小沢を国会に参考人招致する問題について、毎日は、「小沢氏が今も説明責任を果たしていないのは明らかであり、野党が求めている国会での参考人招致などにも進んで応じるべきだろう」と、野党の方針を支持している。読売も「野党の求める国会招致に応じ、疑問に丁寧に答るべきだ」、朝日も「国会の場で堂々と疑問に答えよ」と一致している。これは小沢の参考人招致や証人喚問を要求する野党に追い風となるものであり、政治の自浄能力を問われるものにほかならない。民主党が拒み続ければ、手痛い反発を招くだろう。朝日の社説は「検察も時代に対応すべきだ」と不起訴の「説明責任」を求めており、編集委員・星浩もテレビで「検事総長の説明」を求めた。

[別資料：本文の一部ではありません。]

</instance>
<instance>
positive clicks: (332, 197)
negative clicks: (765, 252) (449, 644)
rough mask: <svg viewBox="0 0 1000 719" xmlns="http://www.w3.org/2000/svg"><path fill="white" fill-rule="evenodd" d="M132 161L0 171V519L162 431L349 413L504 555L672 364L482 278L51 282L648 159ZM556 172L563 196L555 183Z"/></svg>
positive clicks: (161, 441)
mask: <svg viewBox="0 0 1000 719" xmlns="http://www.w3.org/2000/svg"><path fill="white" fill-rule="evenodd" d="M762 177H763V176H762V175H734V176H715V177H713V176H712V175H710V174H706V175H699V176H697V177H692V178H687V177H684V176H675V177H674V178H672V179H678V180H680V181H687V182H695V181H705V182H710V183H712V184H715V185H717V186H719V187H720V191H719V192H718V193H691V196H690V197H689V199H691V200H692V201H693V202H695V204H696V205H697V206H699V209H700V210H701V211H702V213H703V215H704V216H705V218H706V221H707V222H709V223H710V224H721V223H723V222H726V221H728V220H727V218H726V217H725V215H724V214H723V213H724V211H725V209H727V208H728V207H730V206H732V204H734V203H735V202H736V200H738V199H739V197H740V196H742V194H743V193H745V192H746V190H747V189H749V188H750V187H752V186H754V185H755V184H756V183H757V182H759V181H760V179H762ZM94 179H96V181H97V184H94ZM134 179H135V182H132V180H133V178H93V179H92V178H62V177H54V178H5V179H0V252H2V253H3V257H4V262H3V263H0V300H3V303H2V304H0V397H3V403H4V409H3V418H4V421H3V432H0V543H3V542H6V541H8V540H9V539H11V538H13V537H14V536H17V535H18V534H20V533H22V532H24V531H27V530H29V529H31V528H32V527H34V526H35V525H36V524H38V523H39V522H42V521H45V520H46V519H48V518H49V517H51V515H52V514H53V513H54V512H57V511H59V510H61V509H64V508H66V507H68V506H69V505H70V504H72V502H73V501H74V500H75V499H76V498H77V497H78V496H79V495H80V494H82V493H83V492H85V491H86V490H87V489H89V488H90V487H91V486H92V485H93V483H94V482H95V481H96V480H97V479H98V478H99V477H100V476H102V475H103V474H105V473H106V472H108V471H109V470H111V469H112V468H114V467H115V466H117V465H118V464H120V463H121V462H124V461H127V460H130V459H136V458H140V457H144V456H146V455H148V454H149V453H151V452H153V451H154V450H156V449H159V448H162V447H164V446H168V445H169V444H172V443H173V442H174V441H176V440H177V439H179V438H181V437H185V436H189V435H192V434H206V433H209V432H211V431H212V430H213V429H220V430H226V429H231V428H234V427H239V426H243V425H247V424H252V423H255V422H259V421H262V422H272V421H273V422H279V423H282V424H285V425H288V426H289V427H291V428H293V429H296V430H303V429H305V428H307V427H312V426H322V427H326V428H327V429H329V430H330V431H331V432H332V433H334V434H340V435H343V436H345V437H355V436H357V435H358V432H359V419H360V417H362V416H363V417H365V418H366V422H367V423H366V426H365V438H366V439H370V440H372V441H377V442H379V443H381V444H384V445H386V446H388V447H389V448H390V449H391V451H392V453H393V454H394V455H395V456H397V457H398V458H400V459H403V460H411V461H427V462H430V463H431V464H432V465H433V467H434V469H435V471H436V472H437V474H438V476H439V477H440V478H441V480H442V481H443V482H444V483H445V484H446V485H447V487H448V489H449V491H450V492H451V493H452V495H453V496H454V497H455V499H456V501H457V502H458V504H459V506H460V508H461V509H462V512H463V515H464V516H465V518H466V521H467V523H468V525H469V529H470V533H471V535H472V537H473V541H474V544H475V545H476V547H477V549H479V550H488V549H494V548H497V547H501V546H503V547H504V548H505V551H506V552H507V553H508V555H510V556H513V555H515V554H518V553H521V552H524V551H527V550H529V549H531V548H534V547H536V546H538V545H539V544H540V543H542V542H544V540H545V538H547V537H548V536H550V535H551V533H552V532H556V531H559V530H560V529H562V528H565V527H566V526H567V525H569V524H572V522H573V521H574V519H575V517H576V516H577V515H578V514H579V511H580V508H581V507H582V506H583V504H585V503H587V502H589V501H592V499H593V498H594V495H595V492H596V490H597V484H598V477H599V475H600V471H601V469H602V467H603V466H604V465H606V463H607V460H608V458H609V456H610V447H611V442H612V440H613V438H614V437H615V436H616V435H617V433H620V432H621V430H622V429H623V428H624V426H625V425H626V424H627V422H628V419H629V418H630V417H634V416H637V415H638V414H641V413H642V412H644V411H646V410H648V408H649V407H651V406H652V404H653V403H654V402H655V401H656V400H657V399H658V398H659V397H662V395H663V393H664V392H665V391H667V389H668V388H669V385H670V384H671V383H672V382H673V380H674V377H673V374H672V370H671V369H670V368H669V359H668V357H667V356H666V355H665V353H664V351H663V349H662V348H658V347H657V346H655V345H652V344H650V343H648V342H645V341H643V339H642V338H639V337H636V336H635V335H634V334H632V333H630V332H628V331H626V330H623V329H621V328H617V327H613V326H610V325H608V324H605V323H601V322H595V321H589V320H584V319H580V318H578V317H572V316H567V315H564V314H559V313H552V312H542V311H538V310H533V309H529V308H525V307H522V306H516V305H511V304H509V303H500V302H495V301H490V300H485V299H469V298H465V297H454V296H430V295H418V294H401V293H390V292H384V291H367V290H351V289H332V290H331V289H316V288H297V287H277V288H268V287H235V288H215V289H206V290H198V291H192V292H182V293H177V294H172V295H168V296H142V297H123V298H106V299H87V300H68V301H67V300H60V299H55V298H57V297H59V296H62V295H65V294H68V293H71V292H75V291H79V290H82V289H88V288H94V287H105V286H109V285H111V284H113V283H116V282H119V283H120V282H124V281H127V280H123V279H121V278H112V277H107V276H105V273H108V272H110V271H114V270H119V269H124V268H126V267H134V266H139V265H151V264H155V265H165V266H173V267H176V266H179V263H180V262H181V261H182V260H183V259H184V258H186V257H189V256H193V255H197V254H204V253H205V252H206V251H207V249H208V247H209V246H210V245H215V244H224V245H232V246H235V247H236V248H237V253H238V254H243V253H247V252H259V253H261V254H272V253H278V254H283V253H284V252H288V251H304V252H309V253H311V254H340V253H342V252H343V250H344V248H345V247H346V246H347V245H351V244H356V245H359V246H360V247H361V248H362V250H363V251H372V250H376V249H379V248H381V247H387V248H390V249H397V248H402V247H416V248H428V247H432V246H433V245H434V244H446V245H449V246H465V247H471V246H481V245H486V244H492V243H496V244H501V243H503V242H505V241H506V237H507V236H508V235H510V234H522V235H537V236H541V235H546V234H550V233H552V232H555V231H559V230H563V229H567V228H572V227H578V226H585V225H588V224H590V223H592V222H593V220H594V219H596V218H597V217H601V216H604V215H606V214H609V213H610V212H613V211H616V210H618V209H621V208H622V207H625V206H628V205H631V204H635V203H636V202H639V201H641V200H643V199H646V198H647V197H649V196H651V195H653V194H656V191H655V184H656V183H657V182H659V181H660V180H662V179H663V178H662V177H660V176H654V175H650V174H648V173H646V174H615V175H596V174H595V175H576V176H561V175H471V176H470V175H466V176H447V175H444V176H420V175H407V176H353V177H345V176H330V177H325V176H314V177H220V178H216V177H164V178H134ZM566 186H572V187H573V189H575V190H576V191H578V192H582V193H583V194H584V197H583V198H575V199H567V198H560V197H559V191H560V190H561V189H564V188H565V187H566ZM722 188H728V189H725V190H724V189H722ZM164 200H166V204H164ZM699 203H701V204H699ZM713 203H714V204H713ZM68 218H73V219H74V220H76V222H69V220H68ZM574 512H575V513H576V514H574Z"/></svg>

注目すべきは、各紙一致して社説などで検察審査会による検察の処分見直しに期待していることだ。検察が立件しなかった事件は、同審査会の2回の議決で、起訴と同等の公判が開かれる。このように「小沢不起訴・続投」はまさに世論の総力を挙げた批判を惹起(じゃっき)させた。冒頭触れたように1992年に佐川急便事件の前自民党副総裁・金丸信の取扱いが、略式起訴でいったん決着したものの、世論の批判がやまず、結局脱税容疑での逮捕につながったケースが思い起こされる。マスコミの強い正義感が根底にあり、日本の民主主義にとって何よりの問題提起となっている。この論調がもたらすものは、内閣支持率の急落と、既に7、8割に達している小沢辞任要求の高まりだろう。政局は参院選前までに何がおきてもおかしくない状況に突入する。政権にとってまさに一寸先は闇となる。鳩山・小沢コンビによる中央突破作戦は当面、歳時記に言う「春泥」(春のぬかるみ)に足を取られ続けることになろう。